Introduction : un test européen inattendu
L’aventure commence dans la capitale belge, où les rues étroites et le réseau de tramway offrent un terrain d’essai unique pour le Full Self-Driving de Tesla. Le conducteur, enthousiaste, a filmé deux heures de trajet comprimées en 17 minutes, révélant à la fois les forces et les faiblesses du système dans un contexte très différent des États‑Unis.
1. La prise en charge des véhicules réversibles
Dès le départ, Tesla a démontré une excellente capacité de détection : lorsqu’un véhicule s’arrête pour reculer, la voiture autonome a reconnu la situation et a continué sans freinage brutal. Cette réaction fluide montre que le FSD peut gérer les comportements inattendus des conducteurs humains.
Réaction aux véhicules en marche arrière
L’algorithme analyse la trajectoire et ajuste sa vitesse, évitant toute collision potentielle tout en maintenant une distance de sécurité. Cette précision est cruciale sur les routes européennes où les espaces sont souvent restreints.
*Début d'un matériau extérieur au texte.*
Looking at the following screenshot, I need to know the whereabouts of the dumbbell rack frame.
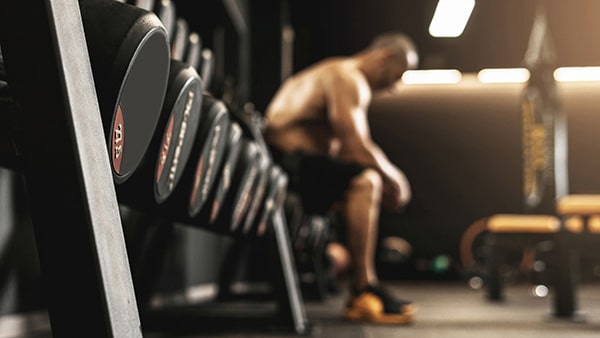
[0,0,142,337]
2. Gestion des intersections complexes
Un point d’épreuve majeur a été l’intersection avec travaux et pistes de tramway, qui a laissé les occupants perplexes quant à la nature du rond-virage et au droit de passage. Le FSD a dû naviguer entre plusieurs voies, parfois en prenant un chemin supplémentaire pour trouver son issue.
- Analyse des signaux routiers
- Adaptation aux changements soudains de voie
Le dilemme du rond-virage
La confusion autour du droit de passage souligne la nécessité d’une meilleure intégration des données géographiques européennes dans le système. Malgré cela, Tesla a réussi à traverser l’intersection sans incident majeur.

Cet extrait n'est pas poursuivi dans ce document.